Nel 1998 Cosimo Lo Nigro, Gaspare Spatuzza, Francesco Giuliano, Luigi Giacalone, Salvatore Benigno, Pietro Carra, Antonio Scarano, Antonino Mangano e Salvatore Grigoli furono riconosciuti come esecutori materiali del fallito attentato allo Stadio Olimpico nella sentenza per le stragi del 1993, nella quale si leggeva: «[...] è proprio tra il 4 e il 9 gennaio 1994 che va collocato il fallito attentato allo stadio di Roma. [...] Le risultanze istruttorie [...] consentono di concludere che allo Stadio Olimpico di Roma, tra la fine del 1993 e gli inizi del 1994, fu tentata un'azione in grande stile contro uomini delle istituzioni (Carabinieri o Poliziotti), che solo per miracolo non provocò le conseguenze orrende cui era preordinata: l'uccisione di molte decine di persone».[2]

Nel 2002, durante un'audizione dinanzi alla Commissione parlamentare antimafia, il procuratore Piero Luigi Vigna (che si occupava dell'inchiesta sulle stragi del 1993) dichiarò che le sue indagini avevano accertato che il fallito attentato all'Olimpico poteva collocarsi temporalmente durante la giornata del 31 ottobre 1993, mentre allo stadio si giocava la partita di calcio Lazio-Udinese.[4] Tuttavia nel 2008 Gaspare Spatuzza iniziò a collaborare con la giustizia e fornì una nuova ricostruzione sui tempi e l'esecuzione del fallito attentato: in particolare, Spatuzza dichiarò che nell'ottobre 1993 incontrò Giuseppe Graviano in un bar di via Veneto a Roma per ricevere direttive sull'attentato all'Olimpico e questi gli confidò anche che stavano ottenendo tutto quello che volevano grazie ai contatti con Marcello Dell'Utri e, tramite questi, con Silvio Berlusconi;[3] secondo Spatuzza, lui e Salvatore Benigno rubarono alcune targhe da apporre sull'autobomba per evitarne l'identificazione e sempre loro si appostarono su una collinetta che sovrastava lo stadio per premere il telecomando che avrebbe provocato l'esplosione al termine dell'incontro di calcio ma il congegno non funzionò e quindi l'attentato venne sospeso.[3]

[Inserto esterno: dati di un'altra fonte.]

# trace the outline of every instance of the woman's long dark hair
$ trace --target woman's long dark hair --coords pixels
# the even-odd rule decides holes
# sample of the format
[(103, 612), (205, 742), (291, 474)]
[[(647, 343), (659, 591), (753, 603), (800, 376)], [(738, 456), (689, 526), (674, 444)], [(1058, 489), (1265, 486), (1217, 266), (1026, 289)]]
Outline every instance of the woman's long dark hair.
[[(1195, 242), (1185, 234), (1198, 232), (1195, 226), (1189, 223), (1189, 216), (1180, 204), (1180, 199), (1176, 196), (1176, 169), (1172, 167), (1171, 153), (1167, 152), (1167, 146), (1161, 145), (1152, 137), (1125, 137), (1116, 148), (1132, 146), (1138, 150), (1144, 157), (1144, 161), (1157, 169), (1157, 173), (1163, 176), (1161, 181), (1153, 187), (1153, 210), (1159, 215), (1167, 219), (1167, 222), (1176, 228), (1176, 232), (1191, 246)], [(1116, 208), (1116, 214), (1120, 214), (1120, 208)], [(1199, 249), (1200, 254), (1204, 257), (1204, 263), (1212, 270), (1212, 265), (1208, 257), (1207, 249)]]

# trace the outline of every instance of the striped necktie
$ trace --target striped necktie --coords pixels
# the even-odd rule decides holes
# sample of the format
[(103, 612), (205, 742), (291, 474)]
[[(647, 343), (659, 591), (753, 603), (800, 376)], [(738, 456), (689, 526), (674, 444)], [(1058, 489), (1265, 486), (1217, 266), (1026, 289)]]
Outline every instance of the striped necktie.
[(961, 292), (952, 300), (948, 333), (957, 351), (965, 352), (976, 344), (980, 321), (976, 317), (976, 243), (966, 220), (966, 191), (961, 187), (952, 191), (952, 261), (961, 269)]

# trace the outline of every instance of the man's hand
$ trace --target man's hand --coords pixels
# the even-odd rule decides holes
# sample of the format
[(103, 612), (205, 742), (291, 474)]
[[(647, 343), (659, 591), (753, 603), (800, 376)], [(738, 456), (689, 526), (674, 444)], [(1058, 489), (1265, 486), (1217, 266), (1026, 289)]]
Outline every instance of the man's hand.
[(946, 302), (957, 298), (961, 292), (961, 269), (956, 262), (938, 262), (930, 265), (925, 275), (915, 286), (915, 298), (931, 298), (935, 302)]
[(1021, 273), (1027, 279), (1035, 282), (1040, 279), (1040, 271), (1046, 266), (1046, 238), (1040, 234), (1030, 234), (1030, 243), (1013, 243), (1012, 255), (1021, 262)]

Nel 2011, nelle motivazioni della sentenza che condannava il boss Francesco Tagliavia per le stragi del 1993 in seguito alle accuse di Spatuzza, si leggeva: «Dagli esposti rilievi discende un secondo profilo di divergenza attinente alla presumibile data in cui il fallito attentato si sarebbe verificato, collocata nella motivazione della sentenza del '98 (senza ricevere smentite in appello) tra il 4 e il 9 gennaio '94, [...] in coincidenza con la partita di calcio Roma-Genoa [...]. Ma tale data, tenendo conto del furto delle targhe che vennero apposte sulla Lancia Thema rivelato da Spatuzza [...], è da rettificare in quella del 23 gennaio '94, quando si svolse l'altra partita di campionato tra le squadre della Roma e dell'Udinese».[3]